Great report and fun to read! Sounds like you guys did wonderfully, congrats on getting over your first master test and Winter's first SH leg! Really cool 
Glad you got to see Laureen, she is awesome  Too bad she couldn't stick around and come see the HT in Ohio next weekend.
Congratulations Shelly!!


----------



## Radarsdad (Apr 18, 2011)

Congratulations on good job for both.


----------



## AmberSunrise (Apr 1, 2009)

Congratulations on the SH leg and for the first MH test  Sounds like you had a great weekend !


----------



## sterregold (Dec 9, 2009)

It was pretty terrific!!! He really earned this pass. It was not a gimme test.

Anney--Laureen was great. I billeted her, so we talked pedigrees (for health trainability, etc) after we got home each night!
See you next weekend--looks like we ended up in the same Master flight.


----------



## hotel4dogs (Sep 29, 2008)

what a great weekend, and thanks for the awesome descriptions of the tests. I'm finally getting where some of that is making sense to me.
Great job, and good luck next weekend (Anney, too!)


----------



## AmbikaGR (Dec 31, 2007)

Congrats Shelly! Sounds like your pack is in "game shape"! :wavey:


----------



## sterregold (Dec 9, 2009)

Thanks Hank. I was so proud of the big Fluffy Dude. He got some extra treats with his dinner last night. Have some work to do with Breeze this week to work out the bugs that Saturday revealed!


----------



## glnbrgold (May 26, 2011)

Congrats on your lovely weekend and a huge Congrats on that SH pass!! Sounds like a nice test set up and a fun weekend. I loved your descriptions. Wish I could have been a mouse in the corner listening to your conversations with Laureen. 

Marshbanks will have a couple of members down in Ohio running Senior, but Mick and I won't be one of them. Mick is not "quite" ready yet with his water handling, but we are working on it and I'm seeing progress. 

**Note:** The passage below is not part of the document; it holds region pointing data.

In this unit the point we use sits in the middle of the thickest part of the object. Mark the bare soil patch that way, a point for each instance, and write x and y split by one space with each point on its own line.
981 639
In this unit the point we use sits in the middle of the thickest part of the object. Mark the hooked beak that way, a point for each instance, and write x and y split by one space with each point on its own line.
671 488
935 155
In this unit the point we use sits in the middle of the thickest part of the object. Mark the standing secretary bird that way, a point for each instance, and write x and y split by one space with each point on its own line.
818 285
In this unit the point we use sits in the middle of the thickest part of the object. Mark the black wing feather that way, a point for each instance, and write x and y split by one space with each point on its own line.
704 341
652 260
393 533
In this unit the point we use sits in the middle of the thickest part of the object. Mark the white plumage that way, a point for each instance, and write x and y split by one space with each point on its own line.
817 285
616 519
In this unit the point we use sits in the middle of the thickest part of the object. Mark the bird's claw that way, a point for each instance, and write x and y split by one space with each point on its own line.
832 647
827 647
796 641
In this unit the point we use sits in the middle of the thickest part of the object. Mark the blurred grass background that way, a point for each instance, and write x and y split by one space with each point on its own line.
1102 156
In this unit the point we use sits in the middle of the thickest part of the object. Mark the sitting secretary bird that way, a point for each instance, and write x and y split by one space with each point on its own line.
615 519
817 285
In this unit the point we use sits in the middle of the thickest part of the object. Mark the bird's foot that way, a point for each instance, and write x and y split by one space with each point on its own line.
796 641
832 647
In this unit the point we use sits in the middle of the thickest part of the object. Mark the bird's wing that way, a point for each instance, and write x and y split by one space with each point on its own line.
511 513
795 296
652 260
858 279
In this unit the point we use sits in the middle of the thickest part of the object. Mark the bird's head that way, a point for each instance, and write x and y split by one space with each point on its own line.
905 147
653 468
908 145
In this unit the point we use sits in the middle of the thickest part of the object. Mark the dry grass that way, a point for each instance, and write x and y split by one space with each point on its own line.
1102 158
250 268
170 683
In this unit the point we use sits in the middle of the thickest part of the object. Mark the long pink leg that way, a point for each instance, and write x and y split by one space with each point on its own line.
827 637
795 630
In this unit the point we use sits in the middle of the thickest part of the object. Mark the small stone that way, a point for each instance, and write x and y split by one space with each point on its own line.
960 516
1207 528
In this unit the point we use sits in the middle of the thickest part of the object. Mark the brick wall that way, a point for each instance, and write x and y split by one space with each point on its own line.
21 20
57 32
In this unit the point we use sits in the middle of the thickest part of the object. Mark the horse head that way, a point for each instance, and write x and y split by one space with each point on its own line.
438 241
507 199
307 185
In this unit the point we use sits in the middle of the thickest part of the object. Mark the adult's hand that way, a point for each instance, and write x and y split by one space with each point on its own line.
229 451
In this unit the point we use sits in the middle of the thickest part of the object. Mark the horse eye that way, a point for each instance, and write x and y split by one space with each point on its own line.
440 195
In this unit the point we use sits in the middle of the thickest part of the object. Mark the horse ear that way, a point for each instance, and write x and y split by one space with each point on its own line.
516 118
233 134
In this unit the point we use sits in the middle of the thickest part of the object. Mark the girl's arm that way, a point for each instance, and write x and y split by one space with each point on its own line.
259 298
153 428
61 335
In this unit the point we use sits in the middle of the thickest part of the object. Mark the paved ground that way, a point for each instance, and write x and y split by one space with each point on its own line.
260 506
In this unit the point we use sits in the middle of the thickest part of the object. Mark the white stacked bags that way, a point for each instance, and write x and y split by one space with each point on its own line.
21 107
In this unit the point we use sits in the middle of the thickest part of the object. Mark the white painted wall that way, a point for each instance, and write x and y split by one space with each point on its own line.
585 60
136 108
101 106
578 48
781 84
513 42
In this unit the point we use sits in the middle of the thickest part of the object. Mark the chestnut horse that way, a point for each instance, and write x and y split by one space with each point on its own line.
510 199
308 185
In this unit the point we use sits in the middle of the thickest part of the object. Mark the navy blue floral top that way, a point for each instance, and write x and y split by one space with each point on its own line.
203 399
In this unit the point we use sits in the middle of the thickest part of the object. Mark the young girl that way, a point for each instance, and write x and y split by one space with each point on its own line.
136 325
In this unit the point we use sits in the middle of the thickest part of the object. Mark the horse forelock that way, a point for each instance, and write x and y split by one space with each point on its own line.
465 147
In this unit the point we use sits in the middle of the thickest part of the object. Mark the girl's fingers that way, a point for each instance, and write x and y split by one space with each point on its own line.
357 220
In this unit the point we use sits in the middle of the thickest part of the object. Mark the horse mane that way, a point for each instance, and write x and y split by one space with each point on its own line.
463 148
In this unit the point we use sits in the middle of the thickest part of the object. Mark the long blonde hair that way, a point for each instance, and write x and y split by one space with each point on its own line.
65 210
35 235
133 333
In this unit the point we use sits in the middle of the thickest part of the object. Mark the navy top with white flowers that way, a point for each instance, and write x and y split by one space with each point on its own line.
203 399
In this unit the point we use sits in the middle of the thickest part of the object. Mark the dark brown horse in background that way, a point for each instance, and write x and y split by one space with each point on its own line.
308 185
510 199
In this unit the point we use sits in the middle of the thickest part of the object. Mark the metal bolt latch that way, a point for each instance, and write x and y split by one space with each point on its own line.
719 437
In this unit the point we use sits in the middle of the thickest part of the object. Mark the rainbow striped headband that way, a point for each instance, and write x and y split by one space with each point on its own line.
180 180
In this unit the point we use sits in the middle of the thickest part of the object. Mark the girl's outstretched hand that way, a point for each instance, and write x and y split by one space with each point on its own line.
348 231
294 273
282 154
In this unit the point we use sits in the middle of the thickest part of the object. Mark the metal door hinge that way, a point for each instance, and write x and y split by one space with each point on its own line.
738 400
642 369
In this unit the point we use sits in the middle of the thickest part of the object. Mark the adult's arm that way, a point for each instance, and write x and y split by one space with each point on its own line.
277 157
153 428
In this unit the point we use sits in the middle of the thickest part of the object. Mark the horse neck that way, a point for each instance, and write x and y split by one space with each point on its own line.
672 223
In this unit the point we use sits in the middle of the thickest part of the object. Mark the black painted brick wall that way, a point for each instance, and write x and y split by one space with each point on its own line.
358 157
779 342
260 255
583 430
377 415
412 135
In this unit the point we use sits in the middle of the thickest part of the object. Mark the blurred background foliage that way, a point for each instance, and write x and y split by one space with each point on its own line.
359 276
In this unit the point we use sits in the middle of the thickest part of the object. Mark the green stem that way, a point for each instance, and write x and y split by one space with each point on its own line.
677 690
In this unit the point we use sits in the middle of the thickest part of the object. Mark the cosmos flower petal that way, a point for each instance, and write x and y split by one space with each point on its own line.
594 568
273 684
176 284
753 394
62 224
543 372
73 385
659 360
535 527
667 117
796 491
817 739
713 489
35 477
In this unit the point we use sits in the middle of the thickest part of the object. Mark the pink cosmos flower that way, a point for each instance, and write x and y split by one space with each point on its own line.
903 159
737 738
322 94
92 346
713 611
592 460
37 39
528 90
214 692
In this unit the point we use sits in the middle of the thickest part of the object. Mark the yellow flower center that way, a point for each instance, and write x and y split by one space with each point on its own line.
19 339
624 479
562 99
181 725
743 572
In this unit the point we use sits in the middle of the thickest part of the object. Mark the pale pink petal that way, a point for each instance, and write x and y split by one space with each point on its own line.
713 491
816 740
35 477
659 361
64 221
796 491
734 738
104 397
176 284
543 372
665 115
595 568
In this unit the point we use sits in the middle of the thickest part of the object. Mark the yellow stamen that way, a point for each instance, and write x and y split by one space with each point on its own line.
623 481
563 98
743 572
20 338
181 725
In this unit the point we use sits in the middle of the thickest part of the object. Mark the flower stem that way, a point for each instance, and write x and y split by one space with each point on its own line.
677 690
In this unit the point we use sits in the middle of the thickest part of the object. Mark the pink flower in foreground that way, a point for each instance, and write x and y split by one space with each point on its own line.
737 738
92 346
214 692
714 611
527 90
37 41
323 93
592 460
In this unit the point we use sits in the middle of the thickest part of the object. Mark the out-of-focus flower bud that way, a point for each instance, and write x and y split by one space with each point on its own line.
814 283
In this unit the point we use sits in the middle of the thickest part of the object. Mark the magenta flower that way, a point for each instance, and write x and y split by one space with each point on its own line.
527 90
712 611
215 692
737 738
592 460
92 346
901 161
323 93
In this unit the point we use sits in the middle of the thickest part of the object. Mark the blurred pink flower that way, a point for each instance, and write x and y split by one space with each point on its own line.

Hopefully I'll see you at our tests in July and Aug


----------



## Maxs Mom (Mar 22, 2008)

Congratulations Shelley!!!! I love reading your posts... ok a lot is still over my head but I am trying to picture. LOL 



glnbrgold;1454308
Hopefully I'll see you at our tests in July and Aug[/QUOTE said:


> I hope you do come back to MI for these, I would LOVE to meet you. I am hoping Gabby might be ready for JH by then. Hopefully hubby's Quinn will be.


----------



## GoldenSail (Dec 30, 2008)

Oooh congrats!


----------



## sterregold (Dec 9, 2009)

glnbrgold said:


> Congrats on your lovely weekend and a huge Congrats on that SH pass!! Sounds like a nice test set up and a fun weekend. I loved your descriptions. Wish I could have been a mouse in the corner listening to your conversations with Laureen.
> 
> Marshbanks will have a couple of members down in Ohio running Senior, but Mick and I won't be one of them. Mick is not "quite" ready yet with his water handling, but we are working on it and I'm seeing progress.
> 
> Hopefully I'll see you at our tests in July and Aug


I saw some familiar names in the running order, along with Al for overflow in MH. I ended up in the Master flight with the original judges. But between my Marshbanks, and Flyways pals, and Anney it looks like I should have gallery friends to sit with at all stakes!

I am definitely planning on being at Marshbanks. Fort Detroit is a little more up in the air at the moment due to a potential conflicting event at home.


----------



## glnbrgold (May 26, 2011)

I didn't know that Al got tapped to judge again. He sure is in demand. Of course Master entries are through the roof right now. 

Good luck at the test and have a great time. I sure wish I was going to be there just to hang out and watch.


----------



## hollyk (Feb 21, 2009)

Wow, you were hopping all last week-end. Congrads on the Senior pass and sounds like pretty solid work in Masters. Great test descriptions, thanks. Good luck in the coming week-end. Get that camera charged up so we can have pictures!


----------